Migration Information RCT – Development Economics Project
This project designs a Randomized Controlled Trial (RCT) to test whether providing accurate and accessible information about recruitment agencies improves the decision-making and welfare of potential female migrants in the Calabarzon region (the largest migrant-sending area of the Philippines).

Project Title: Enabling Migrant Workers in the Philippines to Access Information and Quality Services of Recruitment Agencies for International Jobs
Context
The Philippines is one of the world’s largest migrant-sending countries, with nearly 2 million Overseas Filipino Workers (OFWs). Most rely on recruitment agencies to secure jobs abroad, but information asymmetry and predatory practices leave workers vulnerable to debt, exploitation, and misinformation.
Objective
This project designs a Randomized Controlled Trial (RCT) to test whether providing accurate and accessible information about recruitment agencies improves the decision-making and welfare of potential female migrants in the Calabarzon region (the largest migrant-sending area of the Philippines).
Intervention Design
Group A – Manual Distribution: A comprehensive manual (in Tagalog, English, and regional languages) ranking accredited agencies based on surveys of former migrants, plus official pre-departure training resources.

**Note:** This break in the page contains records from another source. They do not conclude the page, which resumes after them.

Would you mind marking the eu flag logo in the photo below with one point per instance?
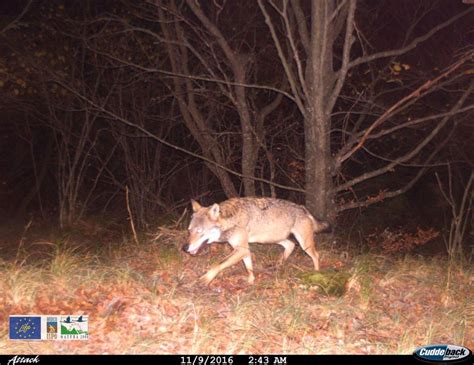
(25, 328)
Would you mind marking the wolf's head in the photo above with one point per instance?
(204, 227)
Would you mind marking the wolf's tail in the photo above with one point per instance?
(320, 226)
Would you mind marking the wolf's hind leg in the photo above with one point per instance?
(289, 247)
(248, 265)
(304, 236)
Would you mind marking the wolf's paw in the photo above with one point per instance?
(207, 278)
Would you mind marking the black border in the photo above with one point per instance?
(224, 359)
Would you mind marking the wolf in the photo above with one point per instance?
(240, 221)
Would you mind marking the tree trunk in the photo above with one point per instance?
(318, 160)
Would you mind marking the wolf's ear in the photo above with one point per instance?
(196, 205)
(214, 212)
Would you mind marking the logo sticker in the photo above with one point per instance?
(442, 353)
(25, 327)
(74, 328)
(52, 328)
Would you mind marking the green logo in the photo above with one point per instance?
(74, 328)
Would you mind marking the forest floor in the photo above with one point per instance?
(145, 298)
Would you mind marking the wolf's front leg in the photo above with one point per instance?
(235, 257)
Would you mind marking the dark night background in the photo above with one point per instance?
(115, 114)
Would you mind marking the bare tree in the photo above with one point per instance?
(317, 54)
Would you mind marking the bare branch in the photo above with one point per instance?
(412, 45)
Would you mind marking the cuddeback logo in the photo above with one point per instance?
(442, 353)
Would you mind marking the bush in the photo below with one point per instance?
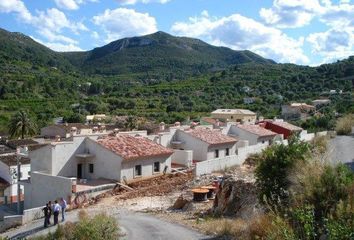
(272, 170)
(344, 125)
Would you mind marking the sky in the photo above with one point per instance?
(306, 32)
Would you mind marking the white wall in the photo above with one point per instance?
(182, 157)
(200, 148)
(128, 166)
(44, 187)
(106, 163)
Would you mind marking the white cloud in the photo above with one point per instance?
(291, 13)
(71, 4)
(16, 6)
(332, 44)
(67, 4)
(123, 22)
(132, 2)
(60, 47)
(239, 32)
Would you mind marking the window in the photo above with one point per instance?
(156, 166)
(137, 170)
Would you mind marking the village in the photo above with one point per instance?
(83, 162)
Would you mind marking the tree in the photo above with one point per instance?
(21, 125)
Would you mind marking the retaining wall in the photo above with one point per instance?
(182, 157)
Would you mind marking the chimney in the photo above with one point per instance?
(57, 138)
(162, 126)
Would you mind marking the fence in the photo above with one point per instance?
(218, 164)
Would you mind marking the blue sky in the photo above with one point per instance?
(308, 32)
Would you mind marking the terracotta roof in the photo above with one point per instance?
(212, 137)
(20, 142)
(212, 121)
(131, 148)
(10, 159)
(257, 130)
(287, 125)
(234, 111)
(4, 183)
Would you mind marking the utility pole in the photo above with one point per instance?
(18, 181)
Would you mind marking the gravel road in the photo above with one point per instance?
(134, 226)
(342, 150)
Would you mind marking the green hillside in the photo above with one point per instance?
(159, 56)
(158, 76)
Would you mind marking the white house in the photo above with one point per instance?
(9, 174)
(205, 143)
(67, 130)
(254, 134)
(57, 166)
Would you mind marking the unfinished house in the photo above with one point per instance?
(296, 111)
(61, 169)
(205, 143)
(67, 130)
(281, 127)
(254, 134)
(235, 115)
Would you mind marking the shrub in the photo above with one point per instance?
(272, 170)
(344, 125)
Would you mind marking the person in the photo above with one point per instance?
(63, 206)
(50, 208)
(56, 212)
(46, 210)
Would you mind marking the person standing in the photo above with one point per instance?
(56, 212)
(46, 210)
(50, 208)
(63, 206)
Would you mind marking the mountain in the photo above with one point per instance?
(18, 48)
(159, 54)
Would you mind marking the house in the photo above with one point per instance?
(85, 161)
(235, 115)
(214, 122)
(280, 127)
(205, 143)
(254, 134)
(72, 129)
(9, 174)
(249, 100)
(95, 118)
(321, 102)
(296, 111)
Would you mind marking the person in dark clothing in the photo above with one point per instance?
(56, 212)
(46, 210)
(50, 211)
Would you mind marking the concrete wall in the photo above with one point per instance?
(128, 167)
(244, 135)
(44, 187)
(106, 163)
(52, 131)
(220, 164)
(10, 222)
(182, 157)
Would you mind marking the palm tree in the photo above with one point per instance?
(21, 125)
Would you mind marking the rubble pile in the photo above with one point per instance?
(156, 186)
(237, 198)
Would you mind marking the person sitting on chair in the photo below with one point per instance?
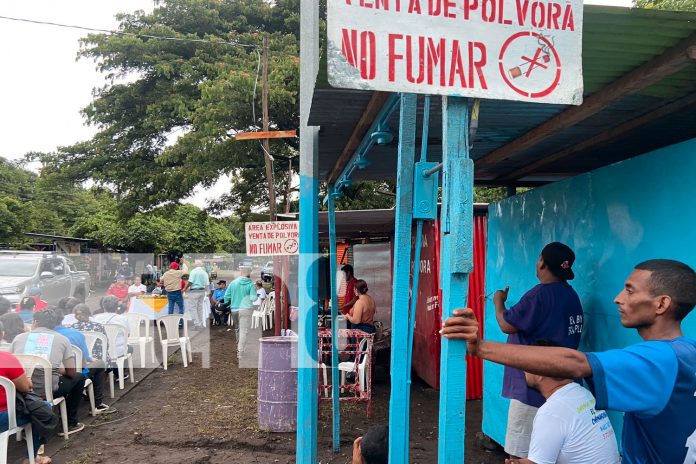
(362, 314)
(373, 447)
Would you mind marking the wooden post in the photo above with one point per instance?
(400, 396)
(266, 146)
(456, 262)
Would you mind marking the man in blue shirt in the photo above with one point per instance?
(550, 311)
(653, 382)
(197, 287)
(219, 309)
(91, 368)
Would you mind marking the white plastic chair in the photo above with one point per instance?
(170, 323)
(135, 322)
(31, 362)
(88, 382)
(352, 366)
(10, 394)
(270, 309)
(113, 331)
(257, 315)
(91, 339)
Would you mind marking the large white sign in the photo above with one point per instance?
(529, 50)
(272, 238)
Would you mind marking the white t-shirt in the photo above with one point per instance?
(568, 430)
(260, 296)
(113, 318)
(137, 288)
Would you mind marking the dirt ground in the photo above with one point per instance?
(209, 415)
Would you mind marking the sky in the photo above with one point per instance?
(43, 86)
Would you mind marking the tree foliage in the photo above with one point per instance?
(170, 108)
(33, 203)
(673, 5)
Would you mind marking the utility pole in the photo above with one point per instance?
(264, 143)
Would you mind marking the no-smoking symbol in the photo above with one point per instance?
(291, 246)
(530, 64)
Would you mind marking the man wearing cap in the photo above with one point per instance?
(197, 286)
(172, 284)
(350, 298)
(549, 311)
(39, 304)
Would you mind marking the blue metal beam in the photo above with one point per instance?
(456, 262)
(308, 288)
(334, 324)
(400, 391)
(373, 136)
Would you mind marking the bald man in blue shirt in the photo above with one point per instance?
(653, 382)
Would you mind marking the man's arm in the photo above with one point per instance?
(540, 360)
(22, 383)
(499, 299)
(349, 304)
(356, 317)
(69, 367)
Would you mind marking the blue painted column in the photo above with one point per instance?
(456, 262)
(400, 391)
(308, 286)
(336, 405)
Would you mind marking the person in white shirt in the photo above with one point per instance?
(567, 428)
(260, 293)
(107, 314)
(137, 288)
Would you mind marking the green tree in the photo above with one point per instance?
(15, 220)
(170, 126)
(673, 5)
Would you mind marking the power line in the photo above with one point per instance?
(132, 34)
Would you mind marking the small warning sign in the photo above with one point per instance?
(527, 50)
(272, 238)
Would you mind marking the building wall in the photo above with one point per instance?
(613, 218)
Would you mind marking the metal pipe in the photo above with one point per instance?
(426, 129)
(334, 315)
(433, 170)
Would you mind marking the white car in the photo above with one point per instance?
(55, 275)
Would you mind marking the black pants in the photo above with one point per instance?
(71, 390)
(97, 372)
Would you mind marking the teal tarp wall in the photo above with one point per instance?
(613, 218)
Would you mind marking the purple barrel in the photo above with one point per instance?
(277, 385)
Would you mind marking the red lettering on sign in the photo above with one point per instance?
(469, 5)
(393, 56)
(568, 22)
(434, 8)
(414, 6)
(554, 14)
(365, 57)
(449, 4)
(456, 67)
(538, 14)
(421, 62)
(522, 11)
(435, 57)
(488, 16)
(477, 65)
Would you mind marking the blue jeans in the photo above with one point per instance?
(176, 299)
(21, 420)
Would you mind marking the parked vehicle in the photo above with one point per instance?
(246, 262)
(267, 272)
(55, 275)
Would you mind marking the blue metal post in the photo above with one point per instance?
(419, 240)
(400, 392)
(334, 324)
(308, 286)
(456, 262)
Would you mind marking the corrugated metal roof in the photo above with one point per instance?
(615, 42)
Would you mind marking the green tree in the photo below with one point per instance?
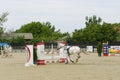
(95, 31)
(41, 31)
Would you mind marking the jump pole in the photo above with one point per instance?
(29, 50)
(63, 56)
(40, 53)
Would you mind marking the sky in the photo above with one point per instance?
(66, 15)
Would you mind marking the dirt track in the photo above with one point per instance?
(90, 67)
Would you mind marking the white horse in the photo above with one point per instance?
(73, 52)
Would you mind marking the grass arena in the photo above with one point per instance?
(89, 67)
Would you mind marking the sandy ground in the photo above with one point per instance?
(89, 67)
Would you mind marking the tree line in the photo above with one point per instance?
(95, 30)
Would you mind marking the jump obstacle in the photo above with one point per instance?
(44, 57)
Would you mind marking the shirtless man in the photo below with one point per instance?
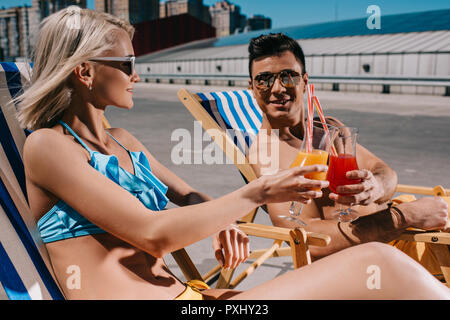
(283, 109)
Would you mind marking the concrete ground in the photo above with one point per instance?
(410, 132)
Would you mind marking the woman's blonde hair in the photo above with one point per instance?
(66, 39)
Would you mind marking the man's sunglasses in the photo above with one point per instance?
(126, 64)
(288, 78)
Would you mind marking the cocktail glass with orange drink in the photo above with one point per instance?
(316, 153)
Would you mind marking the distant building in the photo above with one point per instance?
(194, 8)
(17, 29)
(258, 22)
(151, 36)
(227, 18)
(134, 11)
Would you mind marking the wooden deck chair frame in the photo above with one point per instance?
(297, 238)
(439, 242)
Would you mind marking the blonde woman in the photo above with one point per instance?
(97, 195)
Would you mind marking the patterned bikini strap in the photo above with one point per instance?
(75, 136)
(117, 141)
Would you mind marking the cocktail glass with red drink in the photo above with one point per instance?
(341, 162)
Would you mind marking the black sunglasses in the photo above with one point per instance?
(288, 79)
(127, 64)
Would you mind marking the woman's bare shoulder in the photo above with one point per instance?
(126, 138)
(45, 145)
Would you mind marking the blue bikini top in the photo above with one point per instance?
(63, 222)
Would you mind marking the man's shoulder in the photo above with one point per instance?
(333, 121)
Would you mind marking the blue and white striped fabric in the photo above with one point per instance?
(236, 112)
(24, 264)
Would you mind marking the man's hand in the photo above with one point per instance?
(364, 193)
(426, 213)
(231, 247)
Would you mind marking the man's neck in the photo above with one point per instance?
(286, 132)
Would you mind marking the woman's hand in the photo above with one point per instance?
(231, 247)
(291, 185)
(364, 193)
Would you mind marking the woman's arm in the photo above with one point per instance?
(62, 169)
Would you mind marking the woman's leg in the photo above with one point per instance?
(368, 271)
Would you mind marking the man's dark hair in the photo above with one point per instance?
(274, 44)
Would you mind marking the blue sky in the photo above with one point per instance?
(299, 12)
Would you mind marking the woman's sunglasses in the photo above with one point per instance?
(289, 79)
(126, 64)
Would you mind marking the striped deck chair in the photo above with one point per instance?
(237, 115)
(25, 269)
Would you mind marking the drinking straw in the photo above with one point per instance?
(310, 115)
(324, 123)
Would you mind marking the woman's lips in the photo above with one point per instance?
(280, 104)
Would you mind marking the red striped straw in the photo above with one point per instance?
(310, 115)
(324, 123)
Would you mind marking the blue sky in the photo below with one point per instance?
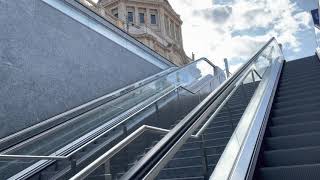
(235, 29)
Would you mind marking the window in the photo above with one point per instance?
(130, 17)
(153, 19)
(115, 12)
(171, 28)
(141, 16)
(166, 23)
(153, 16)
(177, 33)
(130, 14)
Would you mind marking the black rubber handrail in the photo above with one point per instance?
(148, 162)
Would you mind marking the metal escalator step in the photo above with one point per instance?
(186, 178)
(294, 129)
(295, 118)
(185, 161)
(296, 109)
(293, 141)
(284, 92)
(218, 134)
(298, 156)
(182, 172)
(291, 102)
(301, 95)
(298, 86)
(287, 76)
(300, 80)
(207, 143)
(298, 172)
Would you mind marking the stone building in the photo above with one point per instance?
(152, 22)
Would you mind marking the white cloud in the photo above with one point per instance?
(237, 29)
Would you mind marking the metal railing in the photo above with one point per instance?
(110, 153)
(153, 162)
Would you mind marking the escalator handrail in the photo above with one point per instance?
(110, 153)
(242, 151)
(149, 163)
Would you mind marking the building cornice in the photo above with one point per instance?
(157, 4)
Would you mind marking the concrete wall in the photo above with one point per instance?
(50, 63)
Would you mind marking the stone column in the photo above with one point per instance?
(162, 21)
(136, 20)
(147, 17)
(122, 11)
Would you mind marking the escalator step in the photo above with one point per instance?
(186, 178)
(299, 172)
(298, 156)
(182, 172)
(290, 102)
(294, 129)
(295, 118)
(296, 109)
(293, 141)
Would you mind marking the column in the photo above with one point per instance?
(162, 21)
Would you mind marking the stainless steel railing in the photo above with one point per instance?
(109, 154)
(157, 158)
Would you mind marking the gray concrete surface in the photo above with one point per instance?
(50, 63)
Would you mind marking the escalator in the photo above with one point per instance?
(188, 163)
(191, 124)
(60, 146)
(290, 148)
(209, 140)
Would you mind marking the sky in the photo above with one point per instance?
(237, 29)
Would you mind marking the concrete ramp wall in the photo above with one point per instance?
(50, 62)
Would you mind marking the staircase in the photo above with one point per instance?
(189, 162)
(291, 146)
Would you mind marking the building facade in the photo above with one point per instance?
(152, 22)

Group B – Seminars + Manual: In-person town hall seminars where former OFWs share migration experiences, followed by Q&A sessions. Participants also receive the manual.
Group C – Control Group: No intervention, serving as the baseline.
Theory of Change
Better access to reliable information enables workers to select trustworthy agencies, avoid predatory practices, and prepare more effectively for migration. Interactive, community-based learning (seminars) may further enhance knowledge and confidence compared to information alone.
Expected Outcomes
Short-term: Increased awareness of accredited agencies, higher uptake of official training, improved preparedness.
Medium-term: More informed migration choices, reduced exploitation, stronger decision-making confidence.
Long-term: Improved job satisfaction, safer working conditions, better well-being of migrant workers, and potential policy adoption by the Philippine government.
Methodology & Data
Target: 27,000 potential female migrants (ages 25–44) across 450 villages.
Surveys: baseline (before intervention), midline (3 months after), and endline (4 years after).
Indicators: Preparation Index (agency choice, training uptake) and Employment Index (contract compliance, wage timeliness, well-being).
Robust strategies address attrition, spillovers, and ethical concerns.
Significance
This RCT contributes to the debate on how information provision can reduce vulnerabilities in international labor migration. If effective, the intervention could scale nationally, strengthening protection and welfare for millions of Filipino migrant workers.